L'emploi d'un demandeur d'asile sans autorisation expose l'employeur à une amende administrative de 10.000 euros par ressortissant concerné, ainsi qu'à des sanctions pénales en cas de circonstances aggravantes.
Pratiques et recommandations
Il est recommandé d'anticiper les délais administratifs liés à l'obtention de l'autorisation d'occupation temporaire et de s'assurer que le poste proposé correspond aux qualifications du demandeur d'asile. L'employeur doit garantir le respect de l'égalité de traitement, notamment en matière de rémunération, de temps de travail, de sécurité sociale et de conditions de travail, conformément au Code du travail luxembourgeois.

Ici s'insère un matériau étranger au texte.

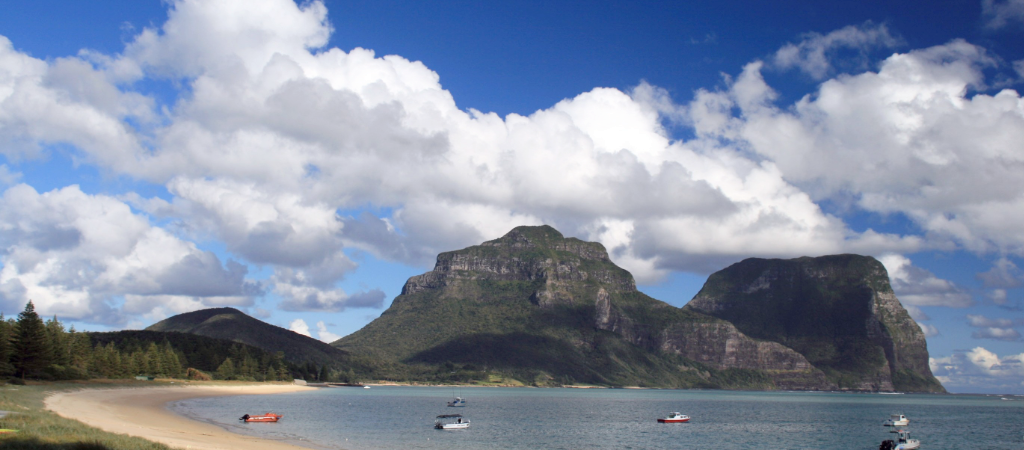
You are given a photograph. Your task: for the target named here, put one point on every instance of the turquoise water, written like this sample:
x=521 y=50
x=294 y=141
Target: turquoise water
x=401 y=417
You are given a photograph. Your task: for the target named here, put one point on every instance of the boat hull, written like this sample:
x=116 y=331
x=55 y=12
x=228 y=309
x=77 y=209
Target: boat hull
x=263 y=418
x=453 y=426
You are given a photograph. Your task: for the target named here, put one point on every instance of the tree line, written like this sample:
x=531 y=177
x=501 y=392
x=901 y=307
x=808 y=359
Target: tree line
x=33 y=349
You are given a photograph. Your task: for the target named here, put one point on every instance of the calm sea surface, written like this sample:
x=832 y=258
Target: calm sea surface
x=401 y=417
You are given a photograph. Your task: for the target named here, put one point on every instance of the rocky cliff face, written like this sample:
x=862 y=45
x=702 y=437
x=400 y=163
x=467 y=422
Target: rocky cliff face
x=840 y=312
x=534 y=282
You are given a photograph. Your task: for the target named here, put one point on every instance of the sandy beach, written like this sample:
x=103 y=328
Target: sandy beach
x=142 y=412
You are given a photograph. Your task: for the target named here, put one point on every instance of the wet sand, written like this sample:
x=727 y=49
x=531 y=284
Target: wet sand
x=142 y=412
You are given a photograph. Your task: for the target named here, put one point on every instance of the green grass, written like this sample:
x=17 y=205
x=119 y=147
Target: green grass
x=42 y=430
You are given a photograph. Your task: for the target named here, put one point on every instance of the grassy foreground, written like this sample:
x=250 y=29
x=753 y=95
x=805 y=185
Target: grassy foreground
x=42 y=430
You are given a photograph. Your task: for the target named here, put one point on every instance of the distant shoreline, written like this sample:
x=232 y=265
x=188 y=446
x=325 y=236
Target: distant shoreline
x=142 y=412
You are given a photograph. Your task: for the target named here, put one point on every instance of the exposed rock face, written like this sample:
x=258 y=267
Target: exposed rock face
x=840 y=312
x=516 y=256
x=566 y=292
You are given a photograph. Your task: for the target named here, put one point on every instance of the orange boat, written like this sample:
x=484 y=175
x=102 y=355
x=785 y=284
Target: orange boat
x=268 y=417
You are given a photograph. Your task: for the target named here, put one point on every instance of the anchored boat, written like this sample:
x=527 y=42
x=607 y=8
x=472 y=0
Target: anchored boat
x=451 y=421
x=675 y=417
x=268 y=417
x=896 y=420
x=902 y=442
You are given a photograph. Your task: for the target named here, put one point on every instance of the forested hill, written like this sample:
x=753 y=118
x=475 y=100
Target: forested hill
x=231 y=324
x=130 y=353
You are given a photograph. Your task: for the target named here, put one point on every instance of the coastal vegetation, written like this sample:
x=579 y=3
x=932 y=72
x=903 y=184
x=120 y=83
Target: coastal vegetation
x=38 y=428
x=33 y=349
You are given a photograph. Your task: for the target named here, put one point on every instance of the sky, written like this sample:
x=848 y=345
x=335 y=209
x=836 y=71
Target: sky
x=300 y=161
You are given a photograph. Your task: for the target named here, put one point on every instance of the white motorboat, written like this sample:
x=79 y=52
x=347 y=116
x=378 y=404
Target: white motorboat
x=675 y=417
x=902 y=442
x=897 y=420
x=451 y=421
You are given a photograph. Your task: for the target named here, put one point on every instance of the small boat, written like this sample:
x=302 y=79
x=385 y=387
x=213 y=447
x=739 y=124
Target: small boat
x=451 y=421
x=268 y=417
x=897 y=420
x=675 y=417
x=903 y=442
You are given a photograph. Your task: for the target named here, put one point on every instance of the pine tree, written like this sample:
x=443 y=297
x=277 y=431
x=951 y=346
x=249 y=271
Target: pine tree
x=226 y=369
x=59 y=344
x=6 y=346
x=81 y=353
x=32 y=350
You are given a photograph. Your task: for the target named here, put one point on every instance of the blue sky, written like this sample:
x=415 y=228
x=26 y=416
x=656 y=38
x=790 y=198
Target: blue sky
x=301 y=161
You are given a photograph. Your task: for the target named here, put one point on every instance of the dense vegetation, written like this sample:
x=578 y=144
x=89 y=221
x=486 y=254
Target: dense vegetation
x=521 y=309
x=819 y=307
x=230 y=324
x=33 y=349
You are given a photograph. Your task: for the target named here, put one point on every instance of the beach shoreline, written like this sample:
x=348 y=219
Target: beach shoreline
x=142 y=412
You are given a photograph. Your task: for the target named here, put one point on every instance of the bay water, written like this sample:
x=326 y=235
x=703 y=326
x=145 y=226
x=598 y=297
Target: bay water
x=402 y=417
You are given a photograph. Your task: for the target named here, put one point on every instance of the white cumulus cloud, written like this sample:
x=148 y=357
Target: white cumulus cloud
x=980 y=370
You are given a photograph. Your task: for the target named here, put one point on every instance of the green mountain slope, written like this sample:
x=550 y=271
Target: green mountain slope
x=544 y=309
x=230 y=324
x=839 y=312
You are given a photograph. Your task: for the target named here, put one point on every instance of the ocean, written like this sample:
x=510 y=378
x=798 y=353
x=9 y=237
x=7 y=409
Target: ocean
x=402 y=417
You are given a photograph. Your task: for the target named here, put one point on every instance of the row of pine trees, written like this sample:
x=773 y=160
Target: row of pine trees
x=33 y=349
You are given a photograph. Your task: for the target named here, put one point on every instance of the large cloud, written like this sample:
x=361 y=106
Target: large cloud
x=76 y=254
x=905 y=139
x=980 y=370
x=274 y=137
x=918 y=287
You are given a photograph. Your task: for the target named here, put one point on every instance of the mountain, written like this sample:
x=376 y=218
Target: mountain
x=550 y=310
x=839 y=312
x=231 y=324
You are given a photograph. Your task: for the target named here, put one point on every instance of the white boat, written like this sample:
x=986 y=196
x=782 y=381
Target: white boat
x=902 y=442
x=675 y=417
x=897 y=420
x=451 y=421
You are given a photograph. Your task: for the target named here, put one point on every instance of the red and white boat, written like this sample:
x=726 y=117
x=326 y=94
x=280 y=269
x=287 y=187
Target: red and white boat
x=268 y=417
x=675 y=417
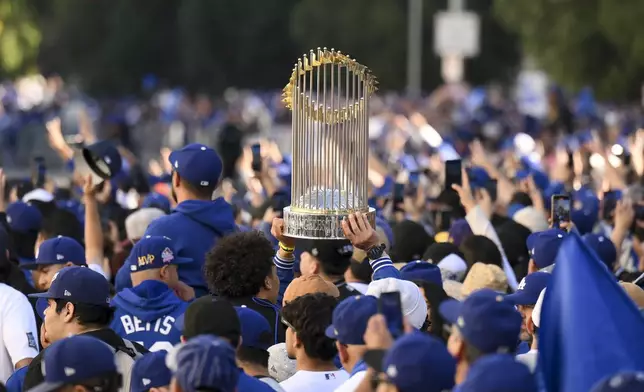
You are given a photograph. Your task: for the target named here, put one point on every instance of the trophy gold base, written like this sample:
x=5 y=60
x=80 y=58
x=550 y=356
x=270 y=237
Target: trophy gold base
x=300 y=224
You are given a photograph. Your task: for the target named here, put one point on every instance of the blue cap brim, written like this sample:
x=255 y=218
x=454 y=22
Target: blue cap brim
x=178 y=323
x=521 y=298
x=46 y=387
x=330 y=332
x=46 y=295
x=41 y=305
x=29 y=266
x=450 y=310
x=181 y=260
x=36 y=264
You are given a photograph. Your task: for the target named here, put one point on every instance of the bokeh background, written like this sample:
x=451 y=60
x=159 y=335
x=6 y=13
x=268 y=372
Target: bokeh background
x=153 y=73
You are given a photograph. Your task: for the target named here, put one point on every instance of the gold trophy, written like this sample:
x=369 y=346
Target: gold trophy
x=328 y=94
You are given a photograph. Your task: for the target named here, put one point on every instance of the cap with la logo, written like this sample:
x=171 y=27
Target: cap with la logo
x=58 y=250
x=78 y=285
x=74 y=359
x=150 y=371
x=200 y=165
x=414 y=359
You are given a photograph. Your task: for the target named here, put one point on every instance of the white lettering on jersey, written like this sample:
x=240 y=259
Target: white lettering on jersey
x=132 y=324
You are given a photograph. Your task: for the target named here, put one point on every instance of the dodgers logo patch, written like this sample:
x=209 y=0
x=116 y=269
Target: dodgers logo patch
x=167 y=255
x=31 y=341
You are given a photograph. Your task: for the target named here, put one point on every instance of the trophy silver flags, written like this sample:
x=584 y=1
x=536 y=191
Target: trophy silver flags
x=328 y=93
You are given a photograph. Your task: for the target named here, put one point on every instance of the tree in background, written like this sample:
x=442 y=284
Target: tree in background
x=583 y=42
x=19 y=38
x=205 y=45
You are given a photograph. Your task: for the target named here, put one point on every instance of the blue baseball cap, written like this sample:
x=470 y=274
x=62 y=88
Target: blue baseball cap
x=78 y=285
x=422 y=270
x=199 y=164
x=486 y=320
x=23 y=217
x=204 y=362
x=529 y=289
x=603 y=247
x=156 y=200
x=544 y=246
x=255 y=330
x=150 y=371
x=417 y=362
x=621 y=382
x=540 y=178
x=74 y=359
x=4 y=244
x=350 y=319
x=498 y=373
x=153 y=252
x=58 y=250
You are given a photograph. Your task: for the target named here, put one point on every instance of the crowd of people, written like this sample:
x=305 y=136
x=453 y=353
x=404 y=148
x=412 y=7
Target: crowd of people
x=180 y=277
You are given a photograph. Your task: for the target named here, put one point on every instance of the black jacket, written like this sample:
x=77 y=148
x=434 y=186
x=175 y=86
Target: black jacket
x=34 y=374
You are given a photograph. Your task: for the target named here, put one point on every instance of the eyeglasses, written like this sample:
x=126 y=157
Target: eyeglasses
x=288 y=325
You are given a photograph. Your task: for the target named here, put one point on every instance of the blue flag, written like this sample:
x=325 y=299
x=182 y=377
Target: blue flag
x=590 y=328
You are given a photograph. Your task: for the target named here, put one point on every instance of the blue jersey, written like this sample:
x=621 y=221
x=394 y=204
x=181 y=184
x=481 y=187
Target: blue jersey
x=146 y=314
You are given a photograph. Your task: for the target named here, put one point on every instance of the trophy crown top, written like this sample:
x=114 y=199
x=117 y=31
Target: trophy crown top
x=312 y=61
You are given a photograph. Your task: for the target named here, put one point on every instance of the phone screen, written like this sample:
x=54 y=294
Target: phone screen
x=491 y=189
x=257 y=157
x=389 y=306
x=399 y=194
x=452 y=173
x=560 y=209
x=414 y=178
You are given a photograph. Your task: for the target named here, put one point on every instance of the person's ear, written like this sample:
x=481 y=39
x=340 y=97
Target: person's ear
x=176 y=179
x=342 y=352
x=174 y=386
x=315 y=267
x=460 y=350
x=298 y=342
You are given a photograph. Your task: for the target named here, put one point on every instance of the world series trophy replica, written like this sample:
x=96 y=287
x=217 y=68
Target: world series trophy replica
x=328 y=94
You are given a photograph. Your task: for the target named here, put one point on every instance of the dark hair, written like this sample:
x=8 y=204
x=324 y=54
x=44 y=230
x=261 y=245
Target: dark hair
x=478 y=248
x=521 y=198
x=472 y=353
x=238 y=264
x=435 y=295
x=253 y=355
x=62 y=222
x=310 y=315
x=111 y=382
x=88 y=315
x=201 y=192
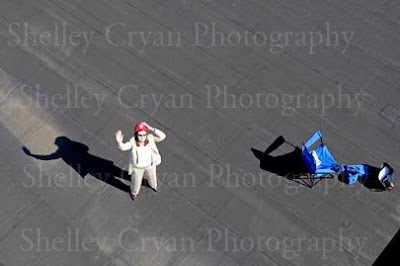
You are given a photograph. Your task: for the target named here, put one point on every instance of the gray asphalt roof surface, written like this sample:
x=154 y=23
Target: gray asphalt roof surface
x=219 y=78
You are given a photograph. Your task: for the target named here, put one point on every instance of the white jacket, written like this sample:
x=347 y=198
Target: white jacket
x=156 y=136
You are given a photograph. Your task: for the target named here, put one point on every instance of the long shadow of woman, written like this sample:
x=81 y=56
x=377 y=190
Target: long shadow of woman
x=77 y=156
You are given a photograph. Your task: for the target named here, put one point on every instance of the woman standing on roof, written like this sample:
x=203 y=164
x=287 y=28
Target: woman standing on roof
x=144 y=155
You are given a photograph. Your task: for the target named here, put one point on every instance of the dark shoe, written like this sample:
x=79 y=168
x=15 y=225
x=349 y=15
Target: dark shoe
x=133 y=197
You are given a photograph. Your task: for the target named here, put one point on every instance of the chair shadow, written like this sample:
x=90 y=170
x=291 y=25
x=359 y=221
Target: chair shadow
x=77 y=156
x=289 y=165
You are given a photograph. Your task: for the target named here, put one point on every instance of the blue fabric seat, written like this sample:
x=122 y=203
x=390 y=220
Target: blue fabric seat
x=319 y=162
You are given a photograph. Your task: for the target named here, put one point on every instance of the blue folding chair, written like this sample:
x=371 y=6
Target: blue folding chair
x=319 y=162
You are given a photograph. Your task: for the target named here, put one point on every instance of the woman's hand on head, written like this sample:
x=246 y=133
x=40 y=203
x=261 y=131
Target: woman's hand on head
x=119 y=136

L'employeur doit documenter toutes les démarches et conserver la traçabilité des échanges avec l'ADEM et la Direction de l'immigration. Toute modification du contrat, du poste ou de l'employeur nécessite une nouvelle demande d'autorisation. Il est également conseillé d'informer le demandeur d'asile de la précarité de son statut et des conséquences d'une éventuelle décision négative sur sa demande de protection internationale : l'autorisation d'occupation temporaire prend automatiquement fin si la demande de protection internationale est définitivement rejetée.
L'employeur peut bénéficier du soutien de l'ADEM via sa cellule BPI/DPI pour obtenir des conseils sur le recrutement et l'accompagnement des demandeurs de protection internationale. Des partenariats existent également avec des organisations spécialisées (Caritas, ASTI) pour faciliter l'intégration professionnelle.
Cadre juridique
| Référence | Objet |
|---|---|
| Loi modifiée du 18 décembre 2015 relative à la protection internationale et à la protection temporaire, art. 14 | Conditions d'accès à l'emploi pour les demandeurs de protection internationale |
| Loi du 7 août 2023 portant modification de la loi du 29 août 2008 sur la libre circulation des personnes et l'immigration | Suppression du test du marché de l'emploi pour les DPI à partir du 1er septembre 2023 |
| Loi modifiée du 29 août 2008 sur la libre circulation des personnes et l'immigration | Cadre général pour l'emploi des ressortissants de pays tiers |
| Code du travail, art. L.241-1 | Principe de l'égalité de traitement entre hommes et femmes |
| Code du travail, art. L.574-4 | Sanctions administratives pour emploi de ressortissants de pays tiers en situation |
| Règlement grand-ducal du 8 juin 2012 | Conditions et modalités d'octroi de l'aide sociale aux demandeurs de protection |
Note
L'emploi d'un demandeur d'asile sans autorisation d'occupation temporaire en cours de validité constitue une infraction passible de sanctions financières lourdes (10.000 euros par ressortissant) et de sanctions pénales. Il est impératif de vérifier la régularité de la situation administrative du candidat avant toute embauche et de respecter strictement l'égalité de traitement avec les autres salariés en matière de rémunération et de conditions de travail.